The most famous example is in the 1960’s: the Cuba of Fidel Castro turned dictatorial after he let the Soviet Union take over training domestic policing and his secret service (in exchange for buying up his sugar an most of Cuban cigars; see Tad Szulcs biography of Fidel).

But also in the 1980’s the regime of Robert Mugabe over Zimbabwe appeared to start out in 1980 as a better alternative to South African Apartheid, but there the instant imposition and eternal prolongation of the State of Emergency, the role of the North Korean (guaranteed Stalinist) military training mission, their Zimbabwean Fifth Brigade pupils and their Gukurahundi 1983-7 offensive  suppressing Nkomo’s democratic opposition, disillusioned many supporters very fast. When in 1987 the presidency got real executive powers and Nkomo’s party was absorbed in Mugabe’s regime, things turned sour “for keeps”, resulting in misrule, murderous peasant evictions, clobbering opposition leaders to a pulp, and hyperinflation.

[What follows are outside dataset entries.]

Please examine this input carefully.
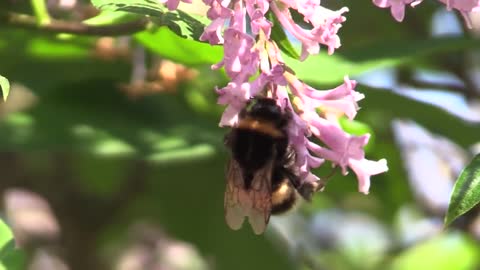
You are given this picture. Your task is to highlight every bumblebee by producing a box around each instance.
[224,97,318,234]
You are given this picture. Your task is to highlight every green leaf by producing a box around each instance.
[134,27,223,65]
[267,11,300,59]
[445,154,480,225]
[0,219,13,250]
[92,0,209,40]
[388,234,480,270]
[0,219,25,270]
[0,75,10,101]
[0,239,27,270]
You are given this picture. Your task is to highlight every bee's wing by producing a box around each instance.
[224,159,273,234]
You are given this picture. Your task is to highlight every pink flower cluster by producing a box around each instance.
[195,0,388,194]
[373,0,480,28]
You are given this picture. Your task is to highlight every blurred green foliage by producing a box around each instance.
[0,0,480,270]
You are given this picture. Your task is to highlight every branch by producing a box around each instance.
[0,12,148,36]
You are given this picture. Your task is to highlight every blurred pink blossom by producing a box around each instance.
[373,0,480,28]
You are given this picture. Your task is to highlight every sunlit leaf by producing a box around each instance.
[445,154,480,225]
[135,28,223,65]
[0,219,26,270]
[0,75,10,101]
[92,0,209,40]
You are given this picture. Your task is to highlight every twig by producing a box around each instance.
[0,12,148,36]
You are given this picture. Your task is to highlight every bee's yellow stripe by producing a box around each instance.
[237,117,284,138]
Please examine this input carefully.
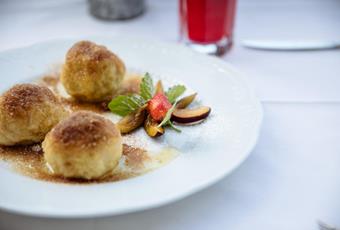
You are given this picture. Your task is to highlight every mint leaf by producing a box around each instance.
[167,120,182,133]
[158,102,177,127]
[140,73,154,101]
[166,85,185,103]
[108,94,145,116]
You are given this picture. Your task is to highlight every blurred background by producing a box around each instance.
[0,0,340,101]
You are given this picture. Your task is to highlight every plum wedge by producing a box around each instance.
[171,106,211,124]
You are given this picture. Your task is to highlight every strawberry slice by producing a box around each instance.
[148,93,172,121]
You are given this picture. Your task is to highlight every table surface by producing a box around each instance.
[0,0,340,230]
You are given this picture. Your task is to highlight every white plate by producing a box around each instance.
[0,37,262,218]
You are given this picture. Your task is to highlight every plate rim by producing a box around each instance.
[0,35,264,219]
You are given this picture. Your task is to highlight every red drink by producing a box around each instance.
[179,0,236,54]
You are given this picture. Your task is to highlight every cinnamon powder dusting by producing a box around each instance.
[0,144,150,184]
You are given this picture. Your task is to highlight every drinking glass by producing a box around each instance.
[179,0,236,55]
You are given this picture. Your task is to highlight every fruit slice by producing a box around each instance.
[176,93,197,109]
[117,106,146,134]
[155,80,164,94]
[144,115,164,137]
[148,93,172,121]
[171,106,211,124]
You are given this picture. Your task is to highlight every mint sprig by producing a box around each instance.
[108,94,146,116]
[140,73,155,101]
[165,85,186,104]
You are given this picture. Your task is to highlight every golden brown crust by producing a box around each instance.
[50,111,120,148]
[66,41,125,76]
[1,84,58,117]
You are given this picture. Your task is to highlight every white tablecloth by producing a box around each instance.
[0,0,340,230]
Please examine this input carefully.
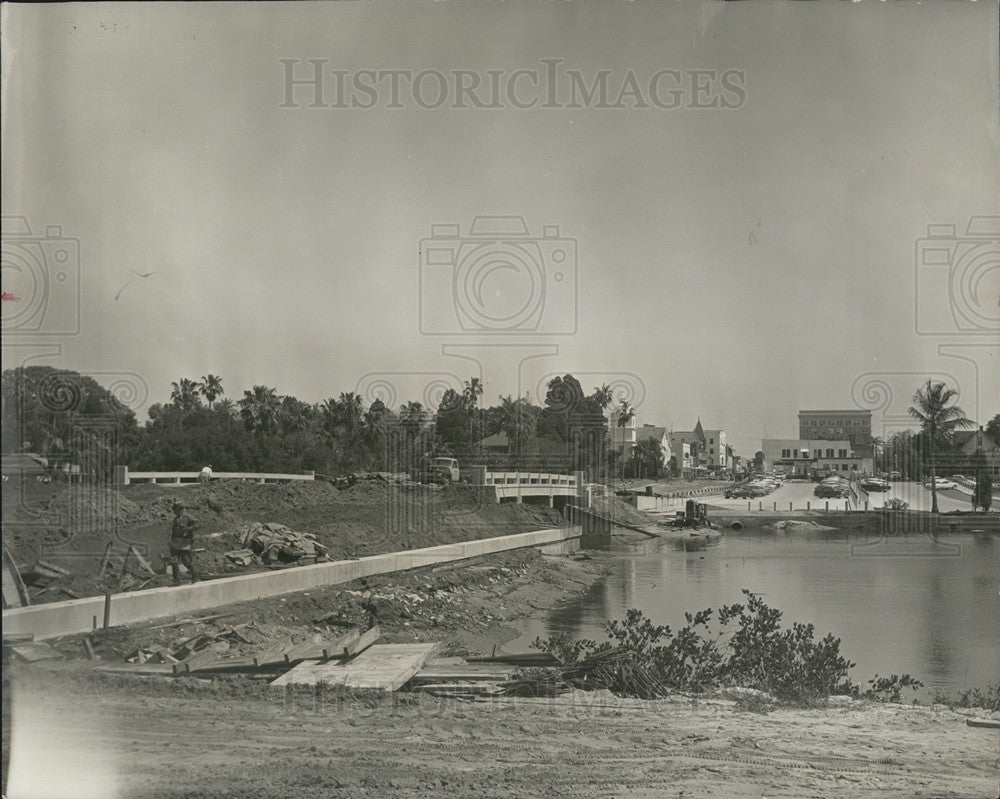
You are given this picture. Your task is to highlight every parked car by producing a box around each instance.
[813,477,851,498]
[414,458,459,483]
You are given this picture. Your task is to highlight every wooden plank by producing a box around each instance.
[965,719,1000,730]
[37,560,73,577]
[271,642,441,691]
[8,643,66,663]
[128,544,156,585]
[343,624,382,657]
[413,663,515,683]
[97,541,114,580]
[146,612,233,630]
[284,628,362,663]
[94,663,173,676]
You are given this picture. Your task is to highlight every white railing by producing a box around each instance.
[483,472,577,488]
[121,466,316,485]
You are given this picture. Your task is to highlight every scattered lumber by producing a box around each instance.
[466,652,562,667]
[271,642,441,691]
[3,546,31,608]
[94,663,172,676]
[343,625,378,665]
[83,635,99,660]
[965,719,1000,730]
[7,642,66,663]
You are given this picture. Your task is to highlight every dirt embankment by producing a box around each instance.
[7,673,997,799]
[3,480,580,604]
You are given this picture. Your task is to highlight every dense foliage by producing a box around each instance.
[533,590,922,703]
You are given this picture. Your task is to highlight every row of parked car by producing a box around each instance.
[726,476,781,499]
[813,477,851,498]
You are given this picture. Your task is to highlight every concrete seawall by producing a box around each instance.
[3,526,582,640]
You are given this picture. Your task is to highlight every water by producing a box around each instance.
[505,530,1000,696]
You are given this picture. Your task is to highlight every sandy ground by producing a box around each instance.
[8,675,1000,799]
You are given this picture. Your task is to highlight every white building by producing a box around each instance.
[760,438,874,477]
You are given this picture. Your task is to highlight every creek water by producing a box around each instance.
[505,529,1000,696]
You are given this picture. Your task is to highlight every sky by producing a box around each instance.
[2,2,1000,454]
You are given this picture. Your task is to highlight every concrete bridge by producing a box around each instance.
[462,466,591,508]
[115,466,316,486]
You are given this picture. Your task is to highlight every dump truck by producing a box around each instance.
[413,458,459,484]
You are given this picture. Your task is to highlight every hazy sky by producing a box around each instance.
[3,2,1000,452]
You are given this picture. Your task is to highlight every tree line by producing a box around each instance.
[2,366,1000,504]
[3,366,631,479]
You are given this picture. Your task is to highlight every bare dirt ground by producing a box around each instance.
[8,673,1000,799]
[3,484,1000,799]
[3,481,565,604]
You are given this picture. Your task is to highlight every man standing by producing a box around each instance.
[170,501,198,585]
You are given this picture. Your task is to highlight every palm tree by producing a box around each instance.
[337,391,364,439]
[237,386,281,433]
[907,378,975,513]
[591,383,615,411]
[618,400,635,427]
[462,377,483,412]
[198,373,226,410]
[499,394,531,455]
[215,397,236,416]
[170,377,199,411]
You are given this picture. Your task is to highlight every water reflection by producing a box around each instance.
[508,530,1000,693]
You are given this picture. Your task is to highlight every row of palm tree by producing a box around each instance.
[170,373,226,411]
[160,373,988,513]
[907,378,975,513]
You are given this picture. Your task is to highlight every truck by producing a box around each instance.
[413,458,459,484]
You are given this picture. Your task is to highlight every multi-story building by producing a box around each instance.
[799,411,872,446]
[668,419,732,472]
[608,411,639,459]
[636,424,679,466]
[760,438,874,477]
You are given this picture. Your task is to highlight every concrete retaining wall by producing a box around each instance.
[3,527,582,640]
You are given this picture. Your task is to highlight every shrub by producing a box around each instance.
[533,590,922,704]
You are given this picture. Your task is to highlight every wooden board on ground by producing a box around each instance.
[284,628,362,663]
[271,642,441,691]
[7,643,66,663]
[413,662,517,683]
[94,663,173,676]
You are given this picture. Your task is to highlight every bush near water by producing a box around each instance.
[522,589,936,704]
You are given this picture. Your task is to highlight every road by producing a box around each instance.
[700,481,972,513]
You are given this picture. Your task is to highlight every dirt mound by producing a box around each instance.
[4,479,565,602]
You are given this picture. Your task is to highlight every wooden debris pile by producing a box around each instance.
[226,522,329,566]
[98,619,380,681]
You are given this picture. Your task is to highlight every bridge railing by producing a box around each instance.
[115,466,316,485]
[483,472,579,488]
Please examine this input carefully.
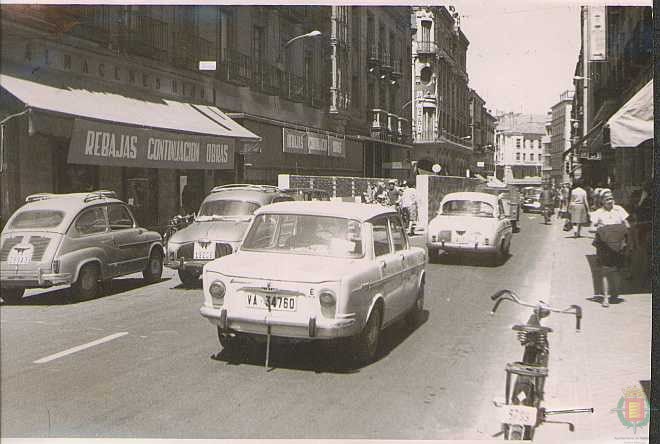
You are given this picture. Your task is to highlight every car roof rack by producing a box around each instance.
[211,183,280,193]
[83,190,117,202]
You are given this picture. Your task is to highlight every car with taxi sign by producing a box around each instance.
[165,184,294,286]
[200,201,426,363]
[426,192,513,264]
[0,190,164,303]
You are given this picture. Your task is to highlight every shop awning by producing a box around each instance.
[0,74,261,142]
[607,79,653,148]
[0,74,261,170]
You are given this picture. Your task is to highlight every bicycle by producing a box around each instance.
[491,290,594,440]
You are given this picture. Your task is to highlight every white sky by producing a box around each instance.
[452,0,580,114]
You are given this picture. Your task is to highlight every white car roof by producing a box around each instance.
[255,201,396,222]
[441,191,497,207]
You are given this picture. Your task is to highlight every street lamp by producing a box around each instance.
[284,29,321,48]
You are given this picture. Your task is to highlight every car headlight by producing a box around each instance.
[319,290,337,318]
[209,281,227,307]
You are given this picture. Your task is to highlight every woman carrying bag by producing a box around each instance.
[568,181,589,237]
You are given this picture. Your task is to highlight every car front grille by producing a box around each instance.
[177,242,233,260]
[0,236,23,262]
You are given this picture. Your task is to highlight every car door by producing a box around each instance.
[388,215,416,313]
[67,205,117,276]
[371,216,402,323]
[108,203,150,274]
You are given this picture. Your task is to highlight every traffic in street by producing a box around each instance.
[1,214,557,439]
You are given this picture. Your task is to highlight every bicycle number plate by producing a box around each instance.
[500,404,537,426]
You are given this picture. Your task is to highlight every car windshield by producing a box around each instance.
[241,214,363,258]
[9,210,64,229]
[442,200,493,217]
[197,199,259,220]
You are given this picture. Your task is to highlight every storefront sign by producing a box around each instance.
[307,133,328,156]
[68,119,235,170]
[328,136,346,157]
[587,6,607,62]
[282,128,307,154]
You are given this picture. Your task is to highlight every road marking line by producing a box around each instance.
[34,331,128,364]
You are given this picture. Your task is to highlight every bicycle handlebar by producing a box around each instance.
[490,289,582,331]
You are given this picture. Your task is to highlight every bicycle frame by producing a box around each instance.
[491,290,593,440]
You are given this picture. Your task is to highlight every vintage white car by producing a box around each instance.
[200,201,426,363]
[426,192,513,264]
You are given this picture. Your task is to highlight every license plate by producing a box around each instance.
[245,293,296,311]
[500,404,537,426]
[7,250,32,265]
[193,241,215,259]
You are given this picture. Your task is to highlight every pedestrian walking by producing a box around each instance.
[593,188,630,307]
[568,180,589,237]
[400,182,417,236]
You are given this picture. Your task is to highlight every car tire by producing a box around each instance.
[406,281,424,327]
[0,288,25,304]
[179,270,199,287]
[70,264,101,302]
[142,249,163,284]
[351,305,383,364]
[217,327,246,352]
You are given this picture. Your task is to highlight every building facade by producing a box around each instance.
[567,6,654,205]
[0,5,412,228]
[495,113,545,186]
[550,90,577,185]
[411,6,473,176]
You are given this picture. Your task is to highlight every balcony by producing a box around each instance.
[220,49,252,86]
[417,40,436,54]
[253,62,284,96]
[283,72,307,103]
[280,6,309,23]
[172,30,215,71]
[120,14,168,61]
[380,50,392,74]
[390,59,403,80]
[71,6,113,46]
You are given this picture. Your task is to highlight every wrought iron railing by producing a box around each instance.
[220,49,252,86]
[121,14,168,61]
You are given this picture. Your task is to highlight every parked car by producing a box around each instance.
[520,187,543,213]
[426,192,513,263]
[0,191,163,302]
[165,184,293,286]
[200,202,426,362]
[282,188,330,200]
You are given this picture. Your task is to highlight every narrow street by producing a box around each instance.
[0,215,556,439]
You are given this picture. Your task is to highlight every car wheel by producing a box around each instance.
[142,250,163,284]
[0,288,25,304]
[352,305,383,364]
[406,281,424,327]
[179,270,199,287]
[71,264,100,301]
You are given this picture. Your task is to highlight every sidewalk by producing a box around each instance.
[534,220,652,443]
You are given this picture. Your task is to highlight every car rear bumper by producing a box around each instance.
[200,305,359,340]
[165,259,206,273]
[0,269,73,288]
[426,241,497,254]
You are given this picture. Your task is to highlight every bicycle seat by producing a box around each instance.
[511,324,552,333]
[505,361,548,377]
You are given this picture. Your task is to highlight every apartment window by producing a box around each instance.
[422,20,431,42]
[252,26,266,63]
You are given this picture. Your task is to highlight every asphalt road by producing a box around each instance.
[0,214,552,439]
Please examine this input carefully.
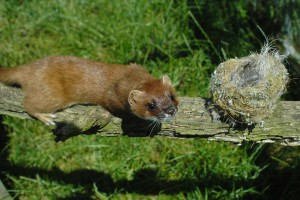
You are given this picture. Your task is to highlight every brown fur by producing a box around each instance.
[0,56,178,121]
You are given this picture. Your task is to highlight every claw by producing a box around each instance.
[34,113,56,126]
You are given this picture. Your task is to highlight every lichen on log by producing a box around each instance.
[0,83,300,146]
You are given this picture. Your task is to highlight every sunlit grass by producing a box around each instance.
[0,0,299,199]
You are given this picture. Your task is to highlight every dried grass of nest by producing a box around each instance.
[210,45,289,125]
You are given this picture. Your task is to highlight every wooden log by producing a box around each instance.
[0,83,300,146]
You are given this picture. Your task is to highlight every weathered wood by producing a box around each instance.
[0,83,300,146]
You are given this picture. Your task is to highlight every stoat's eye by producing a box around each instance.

The 1979 Sandinista revolt in Nicaragua under Daniel Ortega kept on the democratic, progressive path during the 1980’s, but after losing the 1990’s election Ortega forced social democratic party veterans like Ernesto Cardenal and novelist Sergio Ramírez out, becoming  more autocratic. Ortega and his clique in 1990 kept the nationalized enterprises as their property, and after returning to government in 2006, Ortega was illegally re-elected president in 2011. Ortega, having fought the Roman Catholic hierarchy up to 1990, co-operated with the orthodox wing of that church (archbishop Obando) after returning to government in 2006, banning abortion in all circumstances (his main campaign issue and that of the “liberals”. Human Rights Watch since reported that bleeding pregnant women don’t get treated for fear of breaking that ban, and the Health Ministry ignores complaints about pre- and postnatal care.